Nach zehn Jahren Ehe und drei gemeinsamen Kindern verkünden Ben Affleck und Jennifer Garner ihre Trennung. Zunächst heißt es, alles würde freundschaftlich geregelt werden, doch nun packen Freunde des Paares pikante Details aus Afflecks Privatleben aus.
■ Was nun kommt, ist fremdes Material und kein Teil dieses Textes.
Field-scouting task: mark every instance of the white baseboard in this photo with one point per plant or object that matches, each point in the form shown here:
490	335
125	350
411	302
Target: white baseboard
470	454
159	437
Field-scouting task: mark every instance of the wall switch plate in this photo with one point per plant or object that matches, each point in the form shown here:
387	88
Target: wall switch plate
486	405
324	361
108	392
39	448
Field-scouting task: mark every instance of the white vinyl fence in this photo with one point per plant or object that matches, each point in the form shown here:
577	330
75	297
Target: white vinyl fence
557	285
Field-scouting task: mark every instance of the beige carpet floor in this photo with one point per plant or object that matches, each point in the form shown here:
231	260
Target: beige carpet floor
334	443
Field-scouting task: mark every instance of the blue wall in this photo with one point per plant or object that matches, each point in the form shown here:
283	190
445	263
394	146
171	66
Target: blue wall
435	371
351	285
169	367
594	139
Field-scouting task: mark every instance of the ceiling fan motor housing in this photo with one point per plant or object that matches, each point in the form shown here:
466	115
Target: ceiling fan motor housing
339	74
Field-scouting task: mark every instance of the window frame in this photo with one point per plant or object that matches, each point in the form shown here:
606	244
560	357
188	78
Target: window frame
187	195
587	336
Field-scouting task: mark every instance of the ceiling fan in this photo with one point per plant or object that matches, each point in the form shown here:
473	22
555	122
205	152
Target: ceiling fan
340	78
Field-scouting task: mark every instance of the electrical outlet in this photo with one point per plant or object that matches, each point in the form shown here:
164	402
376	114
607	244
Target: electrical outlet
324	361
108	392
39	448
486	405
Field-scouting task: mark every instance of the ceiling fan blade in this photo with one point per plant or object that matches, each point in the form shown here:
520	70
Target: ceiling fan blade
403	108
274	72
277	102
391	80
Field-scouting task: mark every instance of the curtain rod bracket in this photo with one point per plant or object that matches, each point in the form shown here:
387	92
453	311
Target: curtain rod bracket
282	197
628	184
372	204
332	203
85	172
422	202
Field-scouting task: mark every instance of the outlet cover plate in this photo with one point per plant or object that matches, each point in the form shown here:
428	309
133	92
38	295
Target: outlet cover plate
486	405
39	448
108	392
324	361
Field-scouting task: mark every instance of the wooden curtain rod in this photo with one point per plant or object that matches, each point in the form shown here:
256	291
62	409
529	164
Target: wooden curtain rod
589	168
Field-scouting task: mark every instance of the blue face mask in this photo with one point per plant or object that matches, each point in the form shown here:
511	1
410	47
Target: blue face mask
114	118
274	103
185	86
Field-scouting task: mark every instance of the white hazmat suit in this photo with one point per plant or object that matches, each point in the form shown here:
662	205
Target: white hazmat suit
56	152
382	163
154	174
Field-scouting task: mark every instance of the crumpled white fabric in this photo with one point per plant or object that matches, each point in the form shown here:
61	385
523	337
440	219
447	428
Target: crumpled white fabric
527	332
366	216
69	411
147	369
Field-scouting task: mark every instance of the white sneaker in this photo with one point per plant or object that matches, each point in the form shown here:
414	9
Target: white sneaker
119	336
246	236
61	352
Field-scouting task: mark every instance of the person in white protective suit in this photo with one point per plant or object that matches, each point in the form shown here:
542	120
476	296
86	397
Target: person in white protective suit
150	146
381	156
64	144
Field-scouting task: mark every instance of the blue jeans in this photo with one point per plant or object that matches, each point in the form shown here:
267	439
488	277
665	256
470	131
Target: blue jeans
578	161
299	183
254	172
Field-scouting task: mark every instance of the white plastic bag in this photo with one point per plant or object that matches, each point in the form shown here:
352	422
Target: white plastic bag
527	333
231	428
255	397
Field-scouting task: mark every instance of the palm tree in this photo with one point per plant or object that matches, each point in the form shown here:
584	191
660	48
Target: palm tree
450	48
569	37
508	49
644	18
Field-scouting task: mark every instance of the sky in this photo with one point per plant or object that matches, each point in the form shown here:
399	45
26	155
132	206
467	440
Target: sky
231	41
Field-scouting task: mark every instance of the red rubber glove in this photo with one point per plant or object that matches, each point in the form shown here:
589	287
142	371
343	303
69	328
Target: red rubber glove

"Wir gehen mit Liebe und Freundschaft füreinander in die Zukunft und stehen zu der Verpflichtung, unsere Kinder gemeinsam zu erziehen": Mit diesen Worten gaben Jennifer Garner und Ben Affleck Ende Juni ihre Trennung bekannt. Nach außen scheint das Verhältnis der beiden trotz bevorstehender Scheidung freundschaftlich zu sein. Insider behaupten nun jedoch das komplette Gegenteil, wie das US-Magazin "US Weekly" berichtet. Demnach soll die Beziehung der beiden sehr unter Afflecks Party-Eskapaden, seiner Spielsucht und Affären gelitten haben.

Im vergangenen Jahr habe Garner ihren Freunden erzählt, dass Affleck zugegeben habe, sie betrogen zu haben, weiß ein Vertrauter des Paares zu berichten. Nach dem Geständnis ihres Ehemannes habe die Schauspielerin ihn aus dem Haus geworfen, dann allerdings beschlossen, ihm noch einmal zu verzeihen. "Ben hat Jen nicht betrogen", dementiert ein anderer Freund des zweifachen Oscar-Gewinners.

"Er hat sie angefleht zu bleiben"

Laut den Insidern habe es viel Misstrauen in der zehnjährigen Ehe gegeben. "Sie hat mehrmals versucht, ihn zu verlassen, aber er hat sie angefleht, zu bleiben", berichtet eine andere Quelle. Vor allem die drei gemeinsamen Kinder hätten Garner davon abgehalten, ihre Koffer zu packen. Ihr größter Wunsch sei es immer gewesen, "die Familie zusammenzuhalten."

Laut einem seiner Freunde komme auch Affleck nicht gut mit der Situation zurecht: "Dies ist für ihn genauso hart und schwierig. [...] Er stützt sich auf seine Mutter und enge Freunde."

Noch vor etwa einer Woche zitierte das US-Magazin "People" die offizielle Mitteilung des Paares. Darin hieß es, dass sie "gemeinsam diese schwierige Entscheidung getroffen" haben, jedoch gäbe es keinen Streit. Außerdem gäbe es keinen Ehevertrag und beide Partner wollen auf einen Ehegattenunterhalt verzichten.